Scientists have grown embryo-like structures in the laboratory that produced human blood cells, raising new possibilities for regenerative medicine.
The ability to generate blood stem cells in the laboratory may one day make it possible to treat patients in need of bone marrow transplants using their own cells.
The advance is the latest in a rapidly advancing field in which embryo models are created from stem cells without the need for eggs or sperm, opening a window on the earliest stages of human development.
“It was an exciting moment when the blood-red colour appeared in the dish – it was visible even to the naked eye,” said Dr Jitesh Neupane, a researcher at the University of Cambridge’s Gurdon Institute and first author of the study.
He and his colleagues are using the model system to understand the earliest developmental stages of heart and blood development.
“This sheds light on how blood cells naturally form during human embryogenesis, offering potential medical advances to screen drugs, study early blood and immune development, and model blood disorders like leukaemia,” said Neupane.
The human stem cells used to grow the embryo-like structures can be created from any cell in the body.
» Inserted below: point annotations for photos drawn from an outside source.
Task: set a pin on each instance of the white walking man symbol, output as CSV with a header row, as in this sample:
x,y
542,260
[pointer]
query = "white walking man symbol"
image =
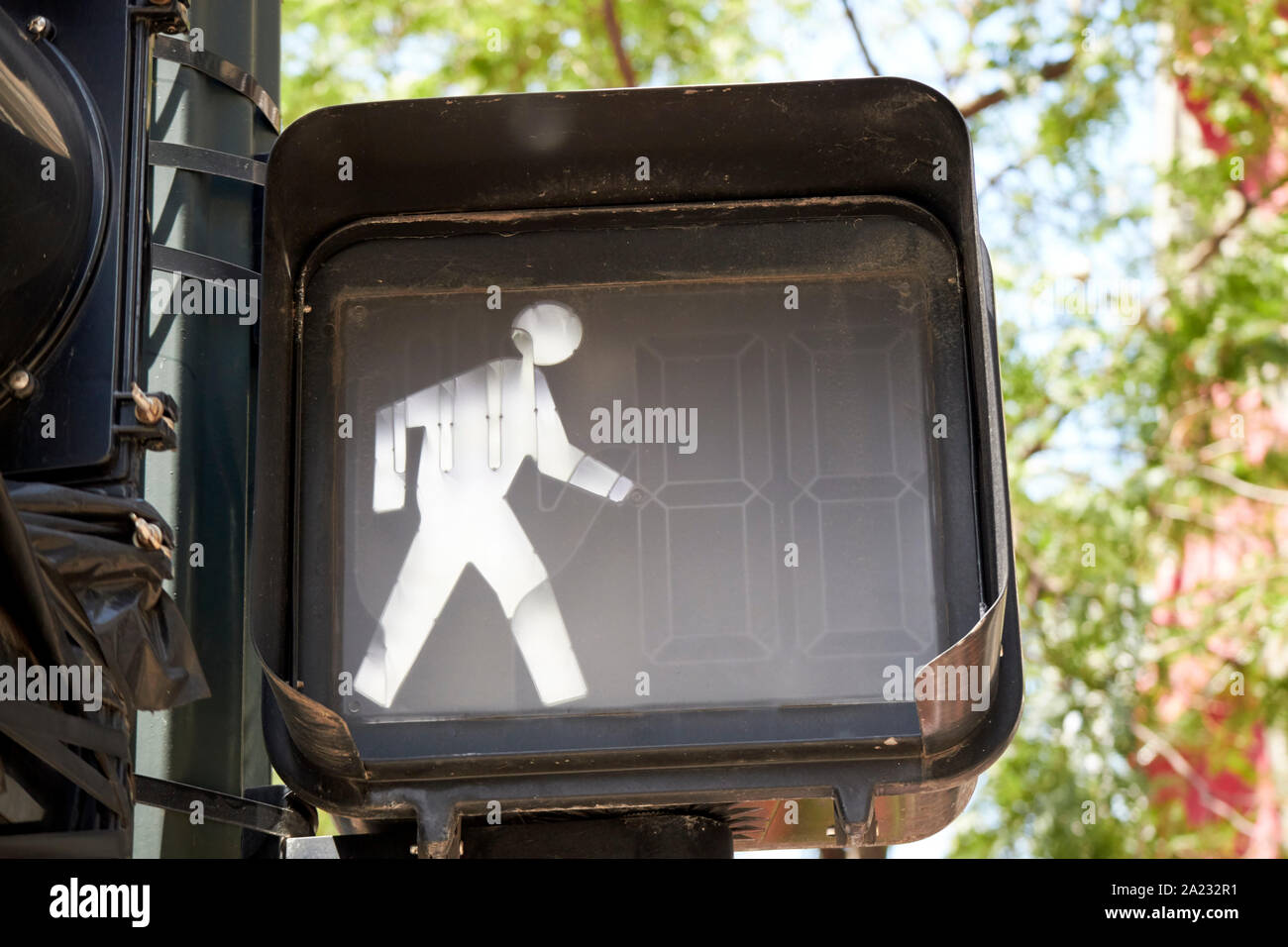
x,y
478,429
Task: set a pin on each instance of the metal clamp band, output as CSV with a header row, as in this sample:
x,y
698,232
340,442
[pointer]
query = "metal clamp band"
x,y
219,68
189,158
174,261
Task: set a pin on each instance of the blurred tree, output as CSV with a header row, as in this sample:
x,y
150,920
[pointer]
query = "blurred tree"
x,y
1147,427
381,50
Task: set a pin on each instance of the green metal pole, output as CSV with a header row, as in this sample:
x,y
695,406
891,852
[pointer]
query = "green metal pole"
x,y
205,361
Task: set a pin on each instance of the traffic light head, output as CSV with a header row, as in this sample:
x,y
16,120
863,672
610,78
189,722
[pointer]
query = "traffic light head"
x,y
748,545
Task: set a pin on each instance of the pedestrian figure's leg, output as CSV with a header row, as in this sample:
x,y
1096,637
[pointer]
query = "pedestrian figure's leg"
x,y
425,581
520,581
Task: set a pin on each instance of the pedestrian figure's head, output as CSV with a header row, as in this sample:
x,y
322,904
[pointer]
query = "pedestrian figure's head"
x,y
552,330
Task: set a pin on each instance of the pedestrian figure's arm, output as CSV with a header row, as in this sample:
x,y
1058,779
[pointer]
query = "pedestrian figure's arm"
x,y
393,421
558,458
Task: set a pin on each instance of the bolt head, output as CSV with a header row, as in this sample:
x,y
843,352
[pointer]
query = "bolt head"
x,y
21,382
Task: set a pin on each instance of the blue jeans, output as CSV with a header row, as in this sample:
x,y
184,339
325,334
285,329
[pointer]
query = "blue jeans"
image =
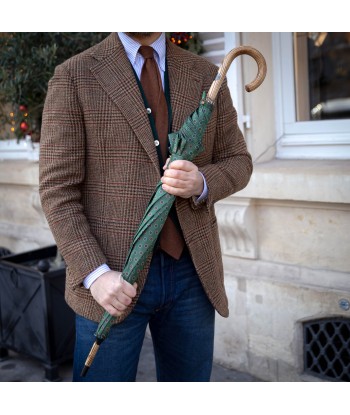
x,y
181,321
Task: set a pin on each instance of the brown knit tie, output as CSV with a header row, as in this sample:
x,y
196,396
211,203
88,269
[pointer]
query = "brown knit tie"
x,y
171,240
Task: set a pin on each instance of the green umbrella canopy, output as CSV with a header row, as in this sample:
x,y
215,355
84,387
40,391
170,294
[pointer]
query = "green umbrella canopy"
x,y
185,144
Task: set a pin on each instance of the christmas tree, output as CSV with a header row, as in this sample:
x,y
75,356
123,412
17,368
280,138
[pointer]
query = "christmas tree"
x,y
28,61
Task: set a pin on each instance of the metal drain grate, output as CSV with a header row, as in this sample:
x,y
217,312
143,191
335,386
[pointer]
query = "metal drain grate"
x,y
327,348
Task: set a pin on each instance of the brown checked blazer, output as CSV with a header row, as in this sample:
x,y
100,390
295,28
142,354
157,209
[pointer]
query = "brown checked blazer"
x,y
99,166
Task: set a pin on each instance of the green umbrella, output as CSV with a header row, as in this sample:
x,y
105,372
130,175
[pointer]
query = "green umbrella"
x,y
185,144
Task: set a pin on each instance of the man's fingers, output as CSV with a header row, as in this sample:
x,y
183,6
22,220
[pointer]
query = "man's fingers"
x,y
182,165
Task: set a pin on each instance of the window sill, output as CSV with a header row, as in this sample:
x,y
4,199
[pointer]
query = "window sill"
x,y
325,181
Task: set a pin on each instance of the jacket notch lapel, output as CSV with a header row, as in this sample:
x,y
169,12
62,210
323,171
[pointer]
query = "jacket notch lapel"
x,y
114,73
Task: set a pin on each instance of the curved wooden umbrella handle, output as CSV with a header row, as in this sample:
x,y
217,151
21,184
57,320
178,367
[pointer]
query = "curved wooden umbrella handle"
x,y
241,50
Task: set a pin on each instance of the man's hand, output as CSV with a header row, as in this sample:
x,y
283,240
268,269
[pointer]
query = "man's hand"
x,y
182,178
113,293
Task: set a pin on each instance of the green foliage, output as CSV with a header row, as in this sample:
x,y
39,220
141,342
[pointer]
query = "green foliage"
x,y
27,62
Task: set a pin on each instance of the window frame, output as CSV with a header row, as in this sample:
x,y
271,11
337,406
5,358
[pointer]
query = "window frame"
x,y
325,139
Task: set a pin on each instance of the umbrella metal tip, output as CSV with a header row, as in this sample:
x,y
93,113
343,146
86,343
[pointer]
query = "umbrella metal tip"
x,y
84,371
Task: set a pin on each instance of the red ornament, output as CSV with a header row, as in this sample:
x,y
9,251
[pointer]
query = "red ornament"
x,y
24,126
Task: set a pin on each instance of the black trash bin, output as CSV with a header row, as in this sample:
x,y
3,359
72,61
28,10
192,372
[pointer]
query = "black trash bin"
x,y
34,318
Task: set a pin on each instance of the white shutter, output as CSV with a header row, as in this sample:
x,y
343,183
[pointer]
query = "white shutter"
x,y
213,46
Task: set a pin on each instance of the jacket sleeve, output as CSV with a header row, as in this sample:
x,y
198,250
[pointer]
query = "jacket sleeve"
x,y
231,166
61,177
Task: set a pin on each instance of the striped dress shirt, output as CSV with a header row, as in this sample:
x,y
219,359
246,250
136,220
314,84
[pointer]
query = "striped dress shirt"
x,y
137,60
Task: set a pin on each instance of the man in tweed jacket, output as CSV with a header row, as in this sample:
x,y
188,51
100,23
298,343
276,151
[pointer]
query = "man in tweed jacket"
x,y
98,171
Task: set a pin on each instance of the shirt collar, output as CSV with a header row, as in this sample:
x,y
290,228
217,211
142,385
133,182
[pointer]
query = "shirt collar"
x,y
131,47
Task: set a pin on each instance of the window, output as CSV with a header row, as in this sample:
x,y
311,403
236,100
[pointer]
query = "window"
x,y
312,84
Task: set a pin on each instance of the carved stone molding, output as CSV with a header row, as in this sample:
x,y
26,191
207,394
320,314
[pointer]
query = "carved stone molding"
x,y
237,227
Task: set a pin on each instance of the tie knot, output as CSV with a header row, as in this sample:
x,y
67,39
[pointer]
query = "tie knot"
x,y
146,51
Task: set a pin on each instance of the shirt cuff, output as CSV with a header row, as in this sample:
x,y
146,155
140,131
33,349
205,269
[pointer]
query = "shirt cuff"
x,y
204,194
95,274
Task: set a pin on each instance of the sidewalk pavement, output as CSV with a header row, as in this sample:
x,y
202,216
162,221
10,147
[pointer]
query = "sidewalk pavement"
x,y
18,368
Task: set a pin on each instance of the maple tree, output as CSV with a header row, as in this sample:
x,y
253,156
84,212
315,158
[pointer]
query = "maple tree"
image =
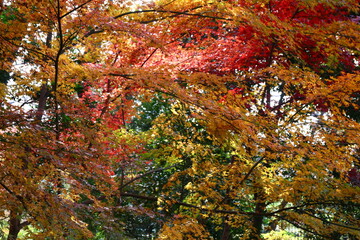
x,y
260,121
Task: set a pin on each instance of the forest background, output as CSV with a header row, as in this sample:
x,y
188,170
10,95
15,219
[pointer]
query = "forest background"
x,y
179,119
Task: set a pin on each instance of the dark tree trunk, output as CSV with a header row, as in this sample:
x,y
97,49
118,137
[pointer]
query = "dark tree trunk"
x,y
14,225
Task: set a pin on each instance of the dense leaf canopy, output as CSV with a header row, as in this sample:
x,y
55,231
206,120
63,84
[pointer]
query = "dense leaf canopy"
x,y
179,119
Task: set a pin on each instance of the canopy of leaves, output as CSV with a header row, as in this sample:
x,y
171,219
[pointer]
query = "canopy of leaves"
x,y
182,119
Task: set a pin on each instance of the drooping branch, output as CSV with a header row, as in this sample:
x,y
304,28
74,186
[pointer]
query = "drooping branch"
x,y
145,174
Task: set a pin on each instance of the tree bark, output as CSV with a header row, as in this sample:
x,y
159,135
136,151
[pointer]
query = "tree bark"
x,y
14,225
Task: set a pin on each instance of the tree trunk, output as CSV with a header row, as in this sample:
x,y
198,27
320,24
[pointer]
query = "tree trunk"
x,y
14,225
This means the approach could also pave the way for the production of blood that is fully compatible with a patient’s own body.
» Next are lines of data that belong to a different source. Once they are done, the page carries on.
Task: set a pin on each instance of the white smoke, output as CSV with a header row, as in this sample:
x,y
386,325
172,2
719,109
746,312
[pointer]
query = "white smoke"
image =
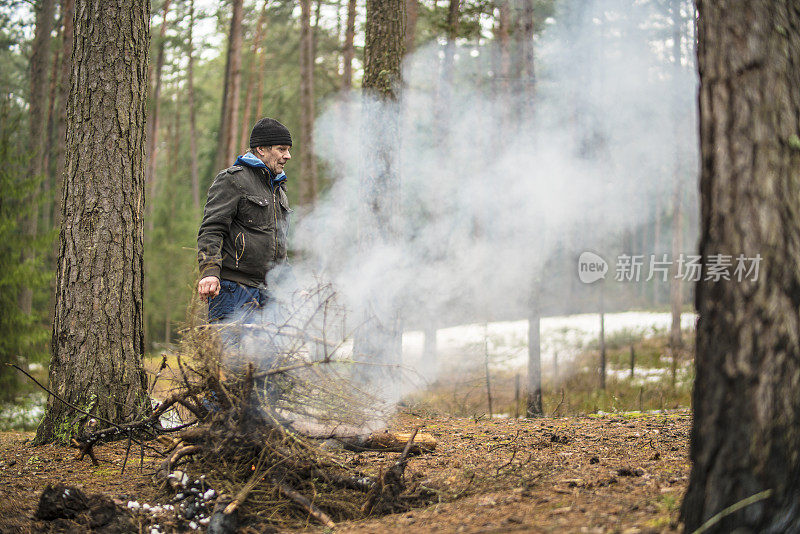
x,y
488,193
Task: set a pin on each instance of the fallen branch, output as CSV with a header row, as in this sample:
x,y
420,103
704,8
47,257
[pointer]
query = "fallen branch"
x,y
306,504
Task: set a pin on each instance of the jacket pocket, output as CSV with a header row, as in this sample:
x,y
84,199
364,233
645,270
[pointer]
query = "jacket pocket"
x,y
254,211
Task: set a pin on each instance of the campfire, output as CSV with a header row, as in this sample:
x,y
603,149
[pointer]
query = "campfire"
x,y
265,427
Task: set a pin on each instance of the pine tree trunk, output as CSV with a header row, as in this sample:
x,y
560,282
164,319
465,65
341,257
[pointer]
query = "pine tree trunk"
x,y
533,404
98,336
154,119
348,54
412,13
380,336
745,433
67,35
50,139
526,58
229,114
40,60
444,94
675,284
235,82
503,68
192,114
257,52
308,174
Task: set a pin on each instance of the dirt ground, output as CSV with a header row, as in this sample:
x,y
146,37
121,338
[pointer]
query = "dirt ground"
x,y
614,473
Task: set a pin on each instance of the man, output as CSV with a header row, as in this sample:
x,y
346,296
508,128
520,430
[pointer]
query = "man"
x,y
245,222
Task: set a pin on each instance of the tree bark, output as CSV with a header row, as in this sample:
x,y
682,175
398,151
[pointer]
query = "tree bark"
x,y
675,286
746,427
67,34
380,336
503,64
308,168
412,13
40,60
444,94
533,404
525,56
153,122
348,53
47,209
229,118
258,53
192,114
98,335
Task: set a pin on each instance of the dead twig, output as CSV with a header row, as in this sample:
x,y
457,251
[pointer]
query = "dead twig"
x,y
306,504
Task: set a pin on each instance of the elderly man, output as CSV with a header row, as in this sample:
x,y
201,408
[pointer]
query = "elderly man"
x,y
245,222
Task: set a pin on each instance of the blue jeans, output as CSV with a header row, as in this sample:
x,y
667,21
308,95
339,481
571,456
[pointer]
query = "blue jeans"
x,y
236,302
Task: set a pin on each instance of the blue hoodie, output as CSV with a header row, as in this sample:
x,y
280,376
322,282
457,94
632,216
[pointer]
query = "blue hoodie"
x,y
251,160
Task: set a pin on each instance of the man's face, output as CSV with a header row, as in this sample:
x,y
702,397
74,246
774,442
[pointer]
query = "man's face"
x,y
274,157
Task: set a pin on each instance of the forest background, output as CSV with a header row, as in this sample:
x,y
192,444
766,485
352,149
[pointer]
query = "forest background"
x,y
217,67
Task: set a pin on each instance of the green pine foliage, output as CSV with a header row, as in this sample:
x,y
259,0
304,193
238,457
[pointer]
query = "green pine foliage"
x,y
23,337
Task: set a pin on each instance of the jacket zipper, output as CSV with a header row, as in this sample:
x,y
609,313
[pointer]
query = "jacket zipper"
x,y
275,215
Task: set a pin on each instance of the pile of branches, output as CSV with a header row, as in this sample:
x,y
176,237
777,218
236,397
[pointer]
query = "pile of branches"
x,y
254,406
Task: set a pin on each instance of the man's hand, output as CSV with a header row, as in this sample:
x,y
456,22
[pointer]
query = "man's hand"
x,y
208,287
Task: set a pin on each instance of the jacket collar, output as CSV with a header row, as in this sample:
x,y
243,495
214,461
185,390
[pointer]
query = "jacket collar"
x,y
251,160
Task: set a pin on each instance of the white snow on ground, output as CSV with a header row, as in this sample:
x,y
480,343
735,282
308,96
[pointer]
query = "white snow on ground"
x,y
507,342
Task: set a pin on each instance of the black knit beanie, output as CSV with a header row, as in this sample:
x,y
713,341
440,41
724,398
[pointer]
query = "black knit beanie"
x,y
269,132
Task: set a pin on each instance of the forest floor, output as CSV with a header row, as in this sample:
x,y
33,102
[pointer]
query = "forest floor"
x,y
623,472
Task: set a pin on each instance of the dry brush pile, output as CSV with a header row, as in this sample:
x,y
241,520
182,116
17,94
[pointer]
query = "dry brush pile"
x,y
265,412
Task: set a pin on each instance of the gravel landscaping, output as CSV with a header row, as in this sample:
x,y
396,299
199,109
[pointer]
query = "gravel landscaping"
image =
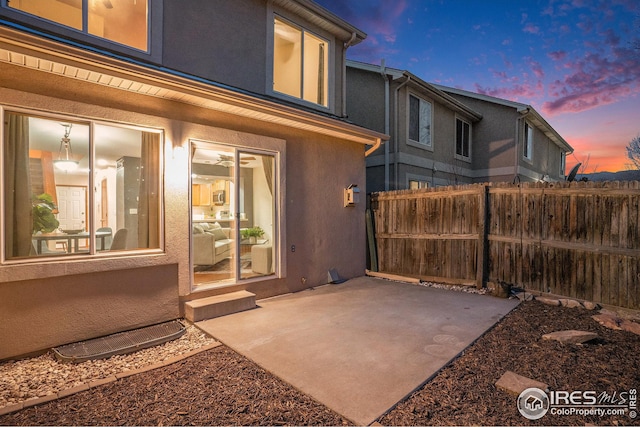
x,y
221,387
44,375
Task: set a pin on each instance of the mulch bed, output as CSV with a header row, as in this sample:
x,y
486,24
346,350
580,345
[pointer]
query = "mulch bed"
x,y
220,387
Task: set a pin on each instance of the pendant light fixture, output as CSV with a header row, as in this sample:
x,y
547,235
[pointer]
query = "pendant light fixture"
x,y
65,160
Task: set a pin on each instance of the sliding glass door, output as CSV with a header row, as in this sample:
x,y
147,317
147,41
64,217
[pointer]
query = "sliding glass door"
x,y
233,214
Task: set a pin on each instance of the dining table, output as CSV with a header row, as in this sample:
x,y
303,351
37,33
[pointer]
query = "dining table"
x,y
72,240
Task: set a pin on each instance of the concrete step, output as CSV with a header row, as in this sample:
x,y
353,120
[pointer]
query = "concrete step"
x,y
219,305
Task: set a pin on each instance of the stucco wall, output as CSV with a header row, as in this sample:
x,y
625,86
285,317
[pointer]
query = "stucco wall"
x,y
224,41
43,298
42,313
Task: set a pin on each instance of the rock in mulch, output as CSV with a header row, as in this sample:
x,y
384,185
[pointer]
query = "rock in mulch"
x,y
591,305
570,303
611,320
608,321
548,301
515,384
630,326
571,336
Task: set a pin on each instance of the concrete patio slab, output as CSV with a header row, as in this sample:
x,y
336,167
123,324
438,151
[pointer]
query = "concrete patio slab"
x,y
361,346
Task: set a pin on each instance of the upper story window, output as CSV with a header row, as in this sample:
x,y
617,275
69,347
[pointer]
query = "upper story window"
x,y
527,150
420,120
415,184
120,21
300,63
463,139
75,187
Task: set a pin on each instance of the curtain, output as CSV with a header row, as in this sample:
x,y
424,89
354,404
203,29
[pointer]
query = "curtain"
x,y
149,197
267,163
18,210
321,74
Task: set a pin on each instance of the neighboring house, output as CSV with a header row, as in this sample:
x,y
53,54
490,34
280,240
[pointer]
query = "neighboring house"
x,y
431,132
441,137
515,143
183,124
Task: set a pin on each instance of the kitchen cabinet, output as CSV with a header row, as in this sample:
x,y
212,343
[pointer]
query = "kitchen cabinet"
x,y
201,194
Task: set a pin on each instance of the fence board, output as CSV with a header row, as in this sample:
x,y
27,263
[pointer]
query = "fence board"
x,y
581,240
Although other methods exist for generating human blood stem cells in the laboratory, these require a cocktail of extra proteins, whereas the new method mimics the natural developmental process in which self-organising structures drive the formation of different cell types.
“Although it is still in the early stages, the ability to produce human blood cells in the lab marks a significant step towards future regenerative therapies – which use a patient’s own cells to repair and regenerate damaged tissues,” said Prof Azim Surani at the Gurdon Institute, senior author of the paper.
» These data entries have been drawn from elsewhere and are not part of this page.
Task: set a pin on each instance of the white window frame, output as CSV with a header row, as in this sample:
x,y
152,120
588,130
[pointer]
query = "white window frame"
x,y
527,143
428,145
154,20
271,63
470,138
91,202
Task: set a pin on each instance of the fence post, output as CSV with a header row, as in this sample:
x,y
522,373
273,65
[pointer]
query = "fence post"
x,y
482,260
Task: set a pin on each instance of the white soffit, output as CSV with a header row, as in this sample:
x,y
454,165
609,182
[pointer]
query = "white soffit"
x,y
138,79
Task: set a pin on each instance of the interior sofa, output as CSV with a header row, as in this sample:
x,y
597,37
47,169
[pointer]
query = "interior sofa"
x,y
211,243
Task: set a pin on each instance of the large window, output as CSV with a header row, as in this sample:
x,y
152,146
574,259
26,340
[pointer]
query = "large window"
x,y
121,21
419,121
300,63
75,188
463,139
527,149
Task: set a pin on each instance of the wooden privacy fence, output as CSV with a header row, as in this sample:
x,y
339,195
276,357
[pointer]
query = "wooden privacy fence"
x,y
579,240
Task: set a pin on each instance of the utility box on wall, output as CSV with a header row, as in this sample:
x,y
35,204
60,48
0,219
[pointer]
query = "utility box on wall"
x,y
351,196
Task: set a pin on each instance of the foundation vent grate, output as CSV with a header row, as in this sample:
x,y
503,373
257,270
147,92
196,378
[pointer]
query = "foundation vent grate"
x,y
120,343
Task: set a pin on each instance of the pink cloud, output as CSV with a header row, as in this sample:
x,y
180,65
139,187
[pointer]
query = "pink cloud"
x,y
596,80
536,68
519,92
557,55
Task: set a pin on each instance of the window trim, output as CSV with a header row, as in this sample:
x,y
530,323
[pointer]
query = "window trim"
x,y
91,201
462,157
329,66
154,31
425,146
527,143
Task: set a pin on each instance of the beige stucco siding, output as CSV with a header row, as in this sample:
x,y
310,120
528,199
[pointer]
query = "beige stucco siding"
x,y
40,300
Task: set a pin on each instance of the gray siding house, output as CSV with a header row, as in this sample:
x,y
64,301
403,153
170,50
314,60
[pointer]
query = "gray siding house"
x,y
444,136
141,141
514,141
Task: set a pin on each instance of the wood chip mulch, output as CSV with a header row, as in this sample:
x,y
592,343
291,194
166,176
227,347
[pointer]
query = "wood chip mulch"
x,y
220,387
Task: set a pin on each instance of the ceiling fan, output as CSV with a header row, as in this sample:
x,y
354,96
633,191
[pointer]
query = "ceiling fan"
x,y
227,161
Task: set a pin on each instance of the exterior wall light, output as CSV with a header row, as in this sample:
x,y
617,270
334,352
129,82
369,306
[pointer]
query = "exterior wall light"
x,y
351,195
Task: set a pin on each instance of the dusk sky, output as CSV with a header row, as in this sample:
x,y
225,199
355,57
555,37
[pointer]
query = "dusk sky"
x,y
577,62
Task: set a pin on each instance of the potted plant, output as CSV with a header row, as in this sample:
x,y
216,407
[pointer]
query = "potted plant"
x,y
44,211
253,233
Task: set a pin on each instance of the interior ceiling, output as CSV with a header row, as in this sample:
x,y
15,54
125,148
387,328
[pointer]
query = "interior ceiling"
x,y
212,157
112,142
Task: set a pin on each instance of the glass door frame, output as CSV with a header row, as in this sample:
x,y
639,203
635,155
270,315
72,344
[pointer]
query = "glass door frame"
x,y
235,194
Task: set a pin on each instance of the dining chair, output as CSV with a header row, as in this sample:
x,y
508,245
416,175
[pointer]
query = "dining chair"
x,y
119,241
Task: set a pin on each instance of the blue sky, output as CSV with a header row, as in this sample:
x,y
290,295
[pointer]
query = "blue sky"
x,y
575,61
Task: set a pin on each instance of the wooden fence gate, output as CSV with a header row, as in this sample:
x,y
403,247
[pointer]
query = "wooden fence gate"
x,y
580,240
In this latest study, scientists used human stem cells to replicate some of the cells and structures that would typically appear in the third and fourth week of pregnancy. The model was specifically designed to lack the tissues that go on to form the placenta and yolk sac in a natural embryo, meaning that it did not have the theoretical potential of developing into a foetus and did not develop the tissues that would go on to form the brain.
“This is a minimalistic system,” said Neupane.
The team observed the emergence of the three-dimensional embryo-like structures under a microscope. By the second day, they had self-organised into three germ layers – called the ectoderm, mesoderm and endoderm – the foundations of the human body plan. By day eight, beating heart cells had formed, the cells that eventually give rise to the heart in a developing human embryo.
By day 13, the team saw red patches of blood appearing. Blood stem cells taken from the model were also shown to be able to differentiate into various blood cell types, including oxygen-carrying red blood cells and white blood cells that are crucial to the immune system.
The findings are published in the journal Cell Reports.